Лично товарищи, они всегда как – лозунг выдвинут, желаемое ими направление определят, а товарищи, которые не лично, должны, понимашь, наполнять лозунг реальными делами, а если что не так, то сами они и виноваты – не так поняли или не так делали. Вот Ленин – от Маркса не побоялся отказаться, когда понял, что можно хапнуть, и возвестил, что вопреки всем, в том числе своим собственным, теориям социалистическую революцию в России надо срочно совершать, а то завтра будет поздно. Кушать стало нечего. Иосиф Виссарионович велел строить социализм в одной отдельной взятой стране, отдельной взятой им лично за яйца. Еды было мало и очень мало. Хрущев призвал построить коммунизм к 80-му году. Кормили весьма умеренно. Брежнев заявил, что людям надо дать пожить спокойно. Его и не беспокоил никто, но еда так и не появилась. Андропова и Черненко можно опустить с легкой совестью, а Горбачев провозгласил перестройку. Что и как перестраивать, сообщено не было. Товарищи призывались проявлять творческую инициативу. Кто понимает – это значило, что виноват будешь в любом случае – не так понял или не так сделал. Поскольку еды не было все равно, общее настроение выражалось в том, что лучше всего – не делать ничего, по крайней мере не налетишь. К отсутствию еды добавилось исчезновение выпивки, затем, наверное, чтобы закуска лишний раз не будоражила умы и не мешала соблюдать моральный кодекс строителя коммунизма.

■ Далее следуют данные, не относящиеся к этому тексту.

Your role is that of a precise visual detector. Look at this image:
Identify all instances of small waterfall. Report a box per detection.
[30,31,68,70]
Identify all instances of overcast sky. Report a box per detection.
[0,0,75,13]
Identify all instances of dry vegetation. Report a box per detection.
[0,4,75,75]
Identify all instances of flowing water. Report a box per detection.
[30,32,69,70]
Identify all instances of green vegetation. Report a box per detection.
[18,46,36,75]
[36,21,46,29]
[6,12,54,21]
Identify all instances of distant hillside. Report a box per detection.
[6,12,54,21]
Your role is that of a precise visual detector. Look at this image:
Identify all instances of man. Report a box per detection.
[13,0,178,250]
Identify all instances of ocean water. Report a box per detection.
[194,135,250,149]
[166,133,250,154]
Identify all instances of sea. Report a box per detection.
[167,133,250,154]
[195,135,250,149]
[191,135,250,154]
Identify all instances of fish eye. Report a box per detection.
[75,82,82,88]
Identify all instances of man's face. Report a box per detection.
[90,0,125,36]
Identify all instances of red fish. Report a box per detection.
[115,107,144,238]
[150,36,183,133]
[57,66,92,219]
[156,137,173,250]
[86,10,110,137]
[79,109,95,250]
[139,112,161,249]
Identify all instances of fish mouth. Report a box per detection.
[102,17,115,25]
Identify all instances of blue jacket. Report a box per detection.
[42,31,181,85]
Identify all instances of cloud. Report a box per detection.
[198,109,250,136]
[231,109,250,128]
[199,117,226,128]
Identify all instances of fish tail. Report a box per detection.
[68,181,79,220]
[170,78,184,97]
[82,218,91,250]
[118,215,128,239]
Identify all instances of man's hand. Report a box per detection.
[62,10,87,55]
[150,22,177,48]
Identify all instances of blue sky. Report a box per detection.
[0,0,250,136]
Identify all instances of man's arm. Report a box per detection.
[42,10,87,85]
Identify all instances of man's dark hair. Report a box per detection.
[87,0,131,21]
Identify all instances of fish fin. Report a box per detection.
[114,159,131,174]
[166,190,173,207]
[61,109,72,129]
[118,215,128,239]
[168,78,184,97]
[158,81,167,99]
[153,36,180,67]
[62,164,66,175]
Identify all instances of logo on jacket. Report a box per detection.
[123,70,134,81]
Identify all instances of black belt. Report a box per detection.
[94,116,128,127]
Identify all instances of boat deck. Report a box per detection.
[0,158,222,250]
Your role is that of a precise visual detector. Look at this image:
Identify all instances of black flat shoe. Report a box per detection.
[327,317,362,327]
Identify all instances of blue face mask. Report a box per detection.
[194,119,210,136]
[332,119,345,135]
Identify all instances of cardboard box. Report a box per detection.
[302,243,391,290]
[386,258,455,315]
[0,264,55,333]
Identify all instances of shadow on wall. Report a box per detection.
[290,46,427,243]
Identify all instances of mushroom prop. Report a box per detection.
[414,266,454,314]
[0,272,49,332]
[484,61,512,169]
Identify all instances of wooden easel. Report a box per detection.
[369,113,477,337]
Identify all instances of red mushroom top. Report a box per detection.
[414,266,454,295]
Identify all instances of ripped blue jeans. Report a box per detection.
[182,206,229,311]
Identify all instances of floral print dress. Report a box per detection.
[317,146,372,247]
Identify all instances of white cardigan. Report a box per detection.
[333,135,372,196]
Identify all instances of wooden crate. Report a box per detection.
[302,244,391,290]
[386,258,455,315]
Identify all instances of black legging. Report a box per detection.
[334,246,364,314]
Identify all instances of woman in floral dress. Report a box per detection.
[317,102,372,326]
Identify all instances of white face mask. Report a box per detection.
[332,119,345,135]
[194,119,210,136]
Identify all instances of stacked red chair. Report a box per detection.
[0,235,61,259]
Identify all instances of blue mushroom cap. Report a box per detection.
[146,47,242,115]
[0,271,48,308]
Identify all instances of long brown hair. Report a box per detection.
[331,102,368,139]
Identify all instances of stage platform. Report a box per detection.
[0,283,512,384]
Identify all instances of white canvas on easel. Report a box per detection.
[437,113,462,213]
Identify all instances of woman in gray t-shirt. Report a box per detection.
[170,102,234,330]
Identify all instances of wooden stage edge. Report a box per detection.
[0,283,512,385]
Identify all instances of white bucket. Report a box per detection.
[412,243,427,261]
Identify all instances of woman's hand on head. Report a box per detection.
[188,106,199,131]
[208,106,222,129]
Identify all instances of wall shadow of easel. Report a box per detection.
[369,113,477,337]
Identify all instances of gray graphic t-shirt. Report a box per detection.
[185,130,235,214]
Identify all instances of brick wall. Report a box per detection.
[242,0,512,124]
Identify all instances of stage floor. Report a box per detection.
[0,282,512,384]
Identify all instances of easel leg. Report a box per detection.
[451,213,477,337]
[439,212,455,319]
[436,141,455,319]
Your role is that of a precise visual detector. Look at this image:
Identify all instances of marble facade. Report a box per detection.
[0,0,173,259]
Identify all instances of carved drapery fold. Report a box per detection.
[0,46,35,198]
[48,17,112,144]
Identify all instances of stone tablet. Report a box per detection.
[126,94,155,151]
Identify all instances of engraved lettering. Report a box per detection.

Перестройка перестройкой, а протоколы комсомольских собраний помощник начальника политотдела по комсомольской работе лейтенант Малков проверял несколько раз в год, немедленно информируя о выявленных недостатках подполковника Чурбанова, который вызывал меня к себе в кабинет и долго убеждал в том, что по своим грехам пропуска в будущий коммунизм я не добьюсь, а и сейчас он мне закатит выговор с занесением, так что следующего звания придется дожидаться долго. Так же волшебный фельдкурат Кац в «Швейке» грозил узникам гарнизонной тюрьмы лишением в перспективе Царствия Небесного, а прямо сразу – карцером. Протоколы я писал за несколько месяцев сразу, изобретая и тематику собраний, и слова выступавших, и принятые решения, и все прочее. И однажды чуть не наказал меня за антикоммунистическую лень коммунистический бог, триединство которого утверждали бородатые хари на плакатах, причем (прости, Господи!), как и в Библии, бог-отец Маркс был точно еврей, бог-сын Ильич был явный шабат-гой, то есть еврей, не соблюдающий субботы, а бог-дух святой Энгельс тем и прославился, что кормил Маркса, недаром ведь говорится «святым духом сыт».